Posted on 13 July 2008 by urbangardencasual.com

Planning Your Urban Garden Carefully

By Vanessa Richins

One of the most important parts of planting a garden is planning ahead.

Your garden will look much better and you will save money and keep yourself from getting frustrated.

Here are a few suggestions you should consider when planning out your garden.

1. Size is everything! One of the most important parts of proper planning is considering the size of your garden in comparison to the size of the plants in it. When you are designing your garden, you should draw up your garden complete with accurate measurements. This will help you pick the proper plants.
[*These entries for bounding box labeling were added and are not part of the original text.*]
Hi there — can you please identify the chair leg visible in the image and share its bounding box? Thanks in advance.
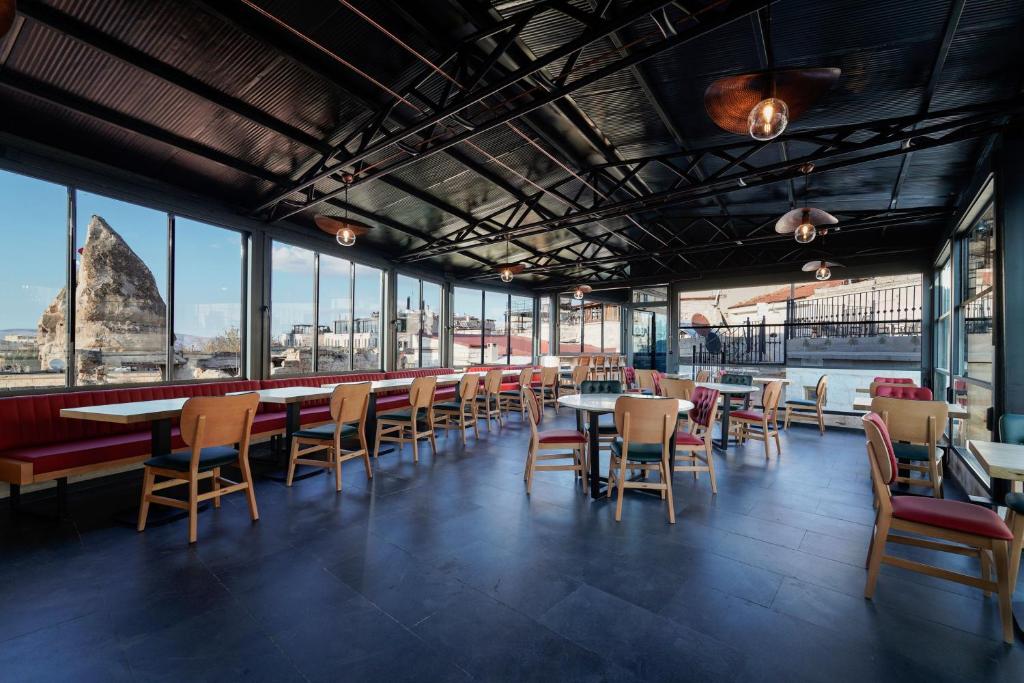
[135,467,157,531]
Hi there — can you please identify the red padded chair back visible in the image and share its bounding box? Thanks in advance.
[874,384,932,400]
[861,413,897,485]
[690,387,718,428]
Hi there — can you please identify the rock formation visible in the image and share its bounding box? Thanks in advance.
[36,216,167,384]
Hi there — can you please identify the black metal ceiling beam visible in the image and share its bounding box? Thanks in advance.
[401,98,1024,260]
[17,0,329,152]
[889,0,967,209]
[256,0,773,217]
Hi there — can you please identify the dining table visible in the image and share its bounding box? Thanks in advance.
[558,393,693,499]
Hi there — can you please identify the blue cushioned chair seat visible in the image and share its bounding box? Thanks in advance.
[611,436,662,463]
[145,445,239,472]
[295,422,357,440]
[893,443,928,460]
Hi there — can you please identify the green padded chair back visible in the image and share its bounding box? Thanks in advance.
[999,413,1024,444]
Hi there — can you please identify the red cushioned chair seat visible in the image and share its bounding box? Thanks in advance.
[676,432,703,445]
[537,429,587,443]
[893,496,1014,541]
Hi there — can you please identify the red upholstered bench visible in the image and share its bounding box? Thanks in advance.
[0,381,270,485]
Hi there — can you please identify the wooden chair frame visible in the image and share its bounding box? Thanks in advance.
[523,387,587,496]
[724,381,782,460]
[783,375,828,434]
[608,396,679,524]
[374,376,437,463]
[434,373,480,445]
[285,382,374,490]
[136,392,259,544]
[871,396,949,498]
[864,417,1019,644]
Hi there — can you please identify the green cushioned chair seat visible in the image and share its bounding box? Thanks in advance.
[893,443,928,460]
[145,445,239,472]
[611,436,662,463]
[294,422,357,440]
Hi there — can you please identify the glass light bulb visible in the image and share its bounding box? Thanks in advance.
[793,222,818,245]
[334,227,355,247]
[746,97,790,140]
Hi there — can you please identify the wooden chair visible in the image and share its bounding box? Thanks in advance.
[285,382,374,490]
[434,373,480,445]
[374,371,438,463]
[784,375,828,434]
[522,387,587,495]
[729,382,782,460]
[670,387,718,494]
[476,369,505,431]
[660,377,692,400]
[137,392,259,544]
[863,413,1019,644]
[871,396,949,498]
[608,396,679,524]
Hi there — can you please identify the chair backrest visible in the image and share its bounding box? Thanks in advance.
[615,394,679,454]
[459,373,480,401]
[483,368,502,393]
[662,377,696,400]
[871,396,949,444]
[409,376,437,409]
[874,384,932,400]
[999,413,1024,443]
[861,413,898,495]
[814,375,828,408]
[689,387,718,429]
[331,382,370,425]
[180,391,259,450]
[580,380,623,393]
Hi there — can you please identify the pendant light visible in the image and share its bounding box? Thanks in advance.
[313,173,370,247]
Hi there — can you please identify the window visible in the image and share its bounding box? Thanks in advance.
[601,303,623,353]
[171,217,245,380]
[316,254,352,373]
[452,287,483,368]
[270,242,314,375]
[75,191,168,385]
[0,171,68,392]
[483,292,509,365]
[352,263,384,370]
[509,295,534,366]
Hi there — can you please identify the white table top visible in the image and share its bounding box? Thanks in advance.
[558,393,693,413]
[967,439,1024,481]
[60,397,188,425]
[853,396,970,418]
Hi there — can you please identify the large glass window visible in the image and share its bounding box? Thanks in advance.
[75,191,168,385]
[452,287,483,368]
[483,292,509,365]
[171,217,245,380]
[509,295,534,366]
[352,263,384,370]
[316,254,352,373]
[270,242,315,375]
[0,171,68,391]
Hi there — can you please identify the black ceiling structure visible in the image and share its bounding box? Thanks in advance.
[0,0,1024,291]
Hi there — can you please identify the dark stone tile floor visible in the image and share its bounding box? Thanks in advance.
[0,409,1024,683]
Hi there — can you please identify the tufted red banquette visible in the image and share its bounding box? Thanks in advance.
[874,384,932,400]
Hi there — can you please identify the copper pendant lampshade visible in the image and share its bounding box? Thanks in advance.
[705,68,842,139]
[0,0,17,38]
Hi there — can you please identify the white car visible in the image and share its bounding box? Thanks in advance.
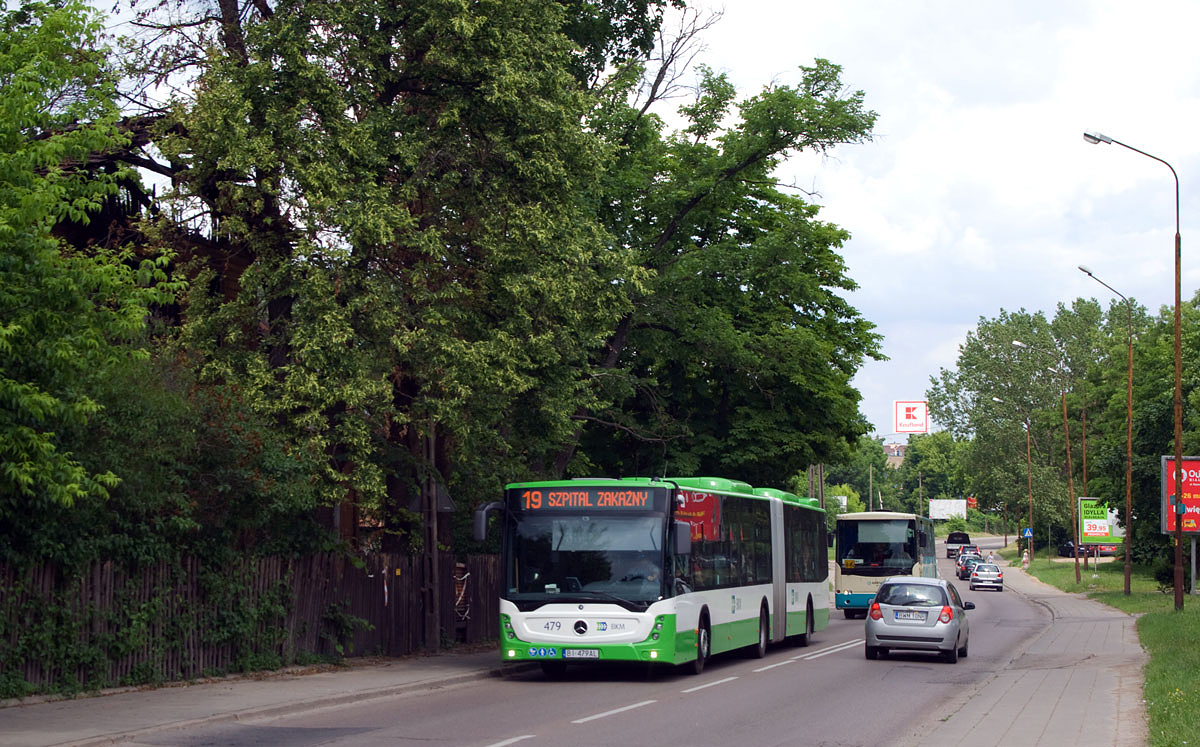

In a forum I moderate, someone said they had a tree that was growing way too fast, and they found out that the eventual size would be 60=70′. They were asking if there were ways to prune the tree so it would only stay around 25′, because of neighboring houses. The best solution for this would be moving this tree to a location that can handle its size.

Many garden design problems stem from choosing the wrong plants for your garden. When you are considering plants, ALWAYS be sure to find out the size that the plant will be at maturity.

2. Group plants together that have similar requirements. For example, some plants require much more water than others. You can conserve water and make watering much easier if you group plants together. Other requirements may include pH and sun.

3. Watch your zone and know your plants. The USDA has produced a map that splits the country into 11 zones. Each plant will have a certain set of zones that it will grow well in. While these are not absolute, they are a good guideline to follow.

At a local home improvement store here in Zone 5, I found Princess Flower (Tibouchina urvilleana). The problem is…this plant is tropical, and grows best in the warmer zones of 9-11. It can grow in Zone 8, but will die back in the winter until warmer weather returns.

If I was to plant this outside here in Zone 5, it wouldn’t survive. Don’t trust that the plants available locally will really grow in our area. (However, if you want an adventure and know the facts, be my guest! Many plants such as citrus, princess flower, and banana trees make great houseplants.)

These three tips alone will save you a lot of headaches.

Does anyone have any other suggestions they follow?